Le Questionnaire de Bolaño : Jakuta Alikavazovic

Régulièrement, En attendant Nadeau interroge un écrivain à l’aide du « Questionnaire de Bolaño », créé par Emmanuel Bouju, avec la collaboration de Christian Galdón Gasco et Amanda Murphy. Dans ce troisième épisode, Jakuta Alikavazovic dévoile ce qu’elle aurait dit à Marguerite Duras et au général de Gaulle, reconnaît qu’elle a volé des livres et rappelle qu’il ne faut pas négliger de parler d’argent avec ses éditeurs.

Portrait de Jakuta Alikavazovic par Jean-Luc Bertini
Jakuta Alikavazovic (2017) © Jean-Luc Bertini

Quel est le premier mot qui vous vient à l’esprit ?

« Dépérissant », parce qu’on vient de voir, mon fils et moi, sur une souche, une affichette expliquant que l’arbre avait été coupé parce qu’il était « mort, malade, ou dépérissant », et moi, j’ai dû expliquer « dépérissant », et depuis je pense « dépérissant, dépérissant, malade, mort, dépérissant ». Mais sur l’air de Douce nuit.

Quelle est la différence entre ce mot et le mot « écrivain » ?

Ça dépend. Par exemple, est-ce qu’on estime que le roman est mort ou pas ? 

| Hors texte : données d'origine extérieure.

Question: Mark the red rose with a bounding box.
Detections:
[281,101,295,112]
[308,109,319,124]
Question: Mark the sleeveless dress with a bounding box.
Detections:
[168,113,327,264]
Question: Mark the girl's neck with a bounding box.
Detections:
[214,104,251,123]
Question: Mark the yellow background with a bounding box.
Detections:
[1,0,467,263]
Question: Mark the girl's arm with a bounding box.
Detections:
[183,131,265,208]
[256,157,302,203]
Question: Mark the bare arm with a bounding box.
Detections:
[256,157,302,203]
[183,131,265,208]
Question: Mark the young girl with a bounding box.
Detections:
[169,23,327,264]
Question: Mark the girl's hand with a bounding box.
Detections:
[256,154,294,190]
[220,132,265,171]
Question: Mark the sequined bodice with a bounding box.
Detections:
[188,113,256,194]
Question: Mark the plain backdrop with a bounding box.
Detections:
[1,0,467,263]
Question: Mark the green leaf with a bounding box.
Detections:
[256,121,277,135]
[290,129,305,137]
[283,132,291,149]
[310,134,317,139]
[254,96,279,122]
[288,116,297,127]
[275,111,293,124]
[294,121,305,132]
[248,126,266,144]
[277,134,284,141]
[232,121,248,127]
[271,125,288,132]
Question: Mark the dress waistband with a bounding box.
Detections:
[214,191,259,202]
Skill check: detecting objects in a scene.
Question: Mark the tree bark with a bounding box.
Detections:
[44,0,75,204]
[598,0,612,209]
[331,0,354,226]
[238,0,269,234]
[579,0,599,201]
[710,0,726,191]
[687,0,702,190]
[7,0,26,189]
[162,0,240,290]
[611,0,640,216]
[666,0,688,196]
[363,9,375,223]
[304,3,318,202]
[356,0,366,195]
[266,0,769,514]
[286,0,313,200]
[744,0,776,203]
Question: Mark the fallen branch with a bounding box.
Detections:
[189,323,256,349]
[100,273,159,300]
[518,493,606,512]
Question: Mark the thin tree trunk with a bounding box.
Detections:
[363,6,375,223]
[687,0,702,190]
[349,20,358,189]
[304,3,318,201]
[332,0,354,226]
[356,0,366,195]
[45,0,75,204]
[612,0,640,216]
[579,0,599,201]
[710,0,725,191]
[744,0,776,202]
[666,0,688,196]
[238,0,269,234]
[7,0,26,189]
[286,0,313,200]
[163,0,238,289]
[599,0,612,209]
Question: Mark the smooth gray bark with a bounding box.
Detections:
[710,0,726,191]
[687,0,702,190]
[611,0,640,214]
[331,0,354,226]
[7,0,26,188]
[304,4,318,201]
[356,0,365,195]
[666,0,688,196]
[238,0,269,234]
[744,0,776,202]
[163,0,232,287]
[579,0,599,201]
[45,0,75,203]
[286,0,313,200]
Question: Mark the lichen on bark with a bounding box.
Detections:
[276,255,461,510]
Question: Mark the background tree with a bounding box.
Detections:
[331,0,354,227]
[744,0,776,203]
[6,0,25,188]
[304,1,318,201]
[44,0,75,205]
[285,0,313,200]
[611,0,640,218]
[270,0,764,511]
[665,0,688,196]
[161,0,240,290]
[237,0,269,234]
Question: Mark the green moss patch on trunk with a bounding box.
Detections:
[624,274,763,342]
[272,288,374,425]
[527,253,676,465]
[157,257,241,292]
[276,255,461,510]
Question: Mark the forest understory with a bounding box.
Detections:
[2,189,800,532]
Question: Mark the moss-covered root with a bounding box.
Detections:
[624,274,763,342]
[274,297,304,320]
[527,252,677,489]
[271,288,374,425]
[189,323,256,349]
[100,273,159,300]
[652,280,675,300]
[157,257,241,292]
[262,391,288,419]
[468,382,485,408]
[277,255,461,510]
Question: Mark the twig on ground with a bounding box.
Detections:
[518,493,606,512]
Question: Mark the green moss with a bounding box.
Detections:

Qu’est-ce que la littérature française ?

C’est comme une cathédrale. Vu de l’extérieur, c’est un monument. Vu de l’intérieur, c’est une grotte. Peut-être une origine, peut-être un abri, mais peut-être aussi un endroit d’où il peut être intéressant de s’éloigner. Pour aller voir le monde, notamment. Ce qui s’écrit dans le monde.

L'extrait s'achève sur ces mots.